Mux.Routes() and Mux.Walk() are also useful for an internal admin endpoint that lists every registered route:

debug.GET("/debug/routes", func(w http.ResponseWriter, _ *http.Request) {
    for _, route := range mainRouter.Routes() {
        fmt.Fprintf(w, "%-8s %s\n", route.Method, route.Pattern)
    }
})

Putting it together

A production-ready stack typically looks like this:

mux := muxmaster.New()

// Pre — runs OUTSIDE dispatch; covers Handle and HandleFast routes.
mux.Pre(Tracing(tracer, propagator))               // span boundary
mux.Pre(middleware.RequestID())                    // X-Request-Id
mux.Pre(middleware.RecovererWithLogger(logger))    // panic safety net
mux.Pre(middleware.RealIP(&trustedProxyCIDR))      // before throttle

// Use — runs INSIDE dispatch on stdlib (Handle) routes.
mux.Use(middleware.Timeout(5 * time.Second))
mux.Use(middleware.ThrottlePerIP(100, time.Second, nil))
mux.Use(middleware.Logger(os.Stdout))
mux.Use(Metrics)                                   // your custom Prometheus mw

See examples/graceful-shutdown for a self-contained program demonstrating signal-driven shutdown, the recommended http.Server timeouts, and a cooperative handler that yields to context cancellation.

  • Performance — measured throughput and allocation profile under realistic load.
  • Middleware — full reference for built-in middleware, including Logger, RequestID, Recoverer, Timeout, and the four scopes (Pre, Use, group, per-route).
  • SECURITY.md — operator-required defaults (http.Server timeouts, RealIP trusted CIDRs, JWTAuth RequireExpiry, OAuth2 HTTPS endpoint).

Upstream source

The introspection API (Routes(), Stats(), conflict reporting) is implemented in introspection.go in the upstream repository.

Common questions

How do I list every route registered on a router?

Call mux.Routes() (or m.Routes()) to obtain a slice describing every registered method/pattern pair, the order in which they were registered, and the middleware stack each handler sees. The result is suitable for emitting on /admin/routes or for a startup sanity check.

How do I detect route conflicts at startup?

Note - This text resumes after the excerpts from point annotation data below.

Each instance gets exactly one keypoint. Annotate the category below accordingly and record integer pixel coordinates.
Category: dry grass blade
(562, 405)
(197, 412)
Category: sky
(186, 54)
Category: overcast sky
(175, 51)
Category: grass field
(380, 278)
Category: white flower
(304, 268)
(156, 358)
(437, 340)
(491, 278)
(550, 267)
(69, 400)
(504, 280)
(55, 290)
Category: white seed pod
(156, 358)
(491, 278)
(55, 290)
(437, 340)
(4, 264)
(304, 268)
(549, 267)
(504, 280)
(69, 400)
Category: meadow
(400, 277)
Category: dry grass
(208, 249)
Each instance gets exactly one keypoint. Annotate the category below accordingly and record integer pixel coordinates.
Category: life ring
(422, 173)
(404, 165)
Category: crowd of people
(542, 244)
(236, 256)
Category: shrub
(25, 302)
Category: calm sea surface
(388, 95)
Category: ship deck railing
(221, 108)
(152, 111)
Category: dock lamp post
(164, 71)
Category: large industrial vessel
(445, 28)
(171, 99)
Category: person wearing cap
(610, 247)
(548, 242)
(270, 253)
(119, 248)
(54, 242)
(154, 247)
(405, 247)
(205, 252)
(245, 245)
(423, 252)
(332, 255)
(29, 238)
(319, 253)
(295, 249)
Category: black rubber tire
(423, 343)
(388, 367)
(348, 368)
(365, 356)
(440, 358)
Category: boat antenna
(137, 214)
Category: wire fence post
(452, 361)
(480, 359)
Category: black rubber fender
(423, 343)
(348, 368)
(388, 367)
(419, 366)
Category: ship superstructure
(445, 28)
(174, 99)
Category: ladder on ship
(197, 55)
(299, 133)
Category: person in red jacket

The router rejects conflicting registrations at registration time — m.GET panics with a structured error that names the two patterns and the conflicting segment. Wrap the registration block in a startup recover (or write the registration in a func init) to surface conflicts as a clean exit instead of a goroutine crash.

How do I read runtime statistics from a live router?

Call mux.Stats() to obtain hit counters per route, plus the global request total and the count of 404s. The map is stable for the lifetime of the process and is suitable to expose on a metrics endpoint or to scrape periodically.